Using catboost as custom python model

tjh
Level 3
Using catboost as custom python model
Hi I would like to use catboost (https://tech.yandex.com/catboost/doc/dg/concepts/python-installation-docpage/). The minimum required configuration is to tell the constructor which are the categorical features.

How can I specify these correctly, when I have no access to the X matrix?

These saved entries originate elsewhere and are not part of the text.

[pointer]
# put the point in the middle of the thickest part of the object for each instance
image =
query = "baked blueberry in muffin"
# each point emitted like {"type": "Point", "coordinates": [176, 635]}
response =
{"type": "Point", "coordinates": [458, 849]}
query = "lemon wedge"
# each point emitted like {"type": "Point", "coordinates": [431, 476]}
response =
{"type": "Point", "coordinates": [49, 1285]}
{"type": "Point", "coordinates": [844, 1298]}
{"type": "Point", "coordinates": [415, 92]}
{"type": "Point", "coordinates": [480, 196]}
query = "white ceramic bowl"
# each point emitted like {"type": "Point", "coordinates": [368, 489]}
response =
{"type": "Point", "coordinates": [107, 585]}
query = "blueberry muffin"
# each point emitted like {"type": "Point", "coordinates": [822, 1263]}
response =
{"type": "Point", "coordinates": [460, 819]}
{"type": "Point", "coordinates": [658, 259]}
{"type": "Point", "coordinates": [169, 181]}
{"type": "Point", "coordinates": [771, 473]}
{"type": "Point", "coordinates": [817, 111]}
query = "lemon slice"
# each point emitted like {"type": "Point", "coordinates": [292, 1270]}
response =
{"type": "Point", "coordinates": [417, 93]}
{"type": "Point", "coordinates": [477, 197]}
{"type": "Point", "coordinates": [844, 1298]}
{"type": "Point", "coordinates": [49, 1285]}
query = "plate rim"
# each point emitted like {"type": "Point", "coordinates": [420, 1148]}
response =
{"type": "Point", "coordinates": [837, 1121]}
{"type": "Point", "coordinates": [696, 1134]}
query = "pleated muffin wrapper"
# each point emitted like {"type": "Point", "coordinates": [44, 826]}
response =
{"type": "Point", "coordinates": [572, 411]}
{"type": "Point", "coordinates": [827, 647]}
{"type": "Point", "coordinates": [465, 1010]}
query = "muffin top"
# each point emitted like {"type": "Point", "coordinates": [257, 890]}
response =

Also how can I prevent dataiku of transforming this categorical features?

Thanks for your help,



Thomas.
0 Kudos
6 Replies
tjh
Level 3
Author
If the above does not work, can use custom encoding for categorical features using a target encoder ?
0 Kudos
tjh
Level 3
Author
Here is my target encoder ...

Unfortunately it seems that fit is only called with X ... so this will not work.


import sklearn

class TargetEncoder(sklearn.base.BaseEstimator, sklearn.base.TransformerMixin):
def __init__(self, min_samples_leaf=1, smoothing=1, noise_level=0):

self.dict_averages = {}
self.dict_priors = {}

self.min_samples_leaf = min_samples_leaf
self.smoothing = smoothing
self.noise_level = noise_level


def fit(self, X, y=None):
assert y is not None
target = y
self.y_col = y.name

trn_series = X
col = X.name

temp = pd.concat([trn_series, target], axis=1)
# Compute target mean
averages = temp.groupby(by=trn_series.name)[target.name].agg(["mean", "count"])
# Compute smoothing
smoothing = 1 / (1 + np.exp(-(averages["count"] - self.min_samples_leaf) / self.smoothing))
# Apply average function to all target data
prior = target.mean()
# The bigger the count the less full_avg is taken into account
averages[target.name] = prior * (1 - smoothing) + averages["mean"] * smoothing
averages.drop(["mean", "count"], axis=1, inplace=True)
self.dict_averages.update({col: averages})
self.dict_priors.update({col: prior})
return self

def transform(self, X):
trn_series = X
col = X.name
ft_trn_series = pd.merge(
trn_series.to_frame(trn_series.name),
self.dict_averages[col].reset_index().rename(columns={'index': self.y_col, self.y_col: 'average'}),
on=trn_series.name, how='left')['average'].rename(trn_series.name).fillna(self.dict_priors[col])
# pd.merge does not keep the index so restore it
ft_trn_series.index = trn_series.index
X = ft_trn_series
return X

processor = TargetEncoder()
0 Kudos
Alex_Combessie
Dataiker Alumni
Hi, It is not currently possible to change the way the visual ML interface of Dataiku processes categorical variables. This request has already been logged. I would advise to use the categorical variable handling of Dataiku and then catboost as a custom python model, without specific code for categorical variable handling. Otherwise, another option if you want something fully custom is to code your own processing and ML pipeline in a Python recipe/notebook. Hope it helps, Alexandre
0 Kudos
tjh
Level 3
Author
Hi ALex,

unfortunately catboost needs as input unprocessed categorical variables. A do nothing processor in the visual ML interface does not exist.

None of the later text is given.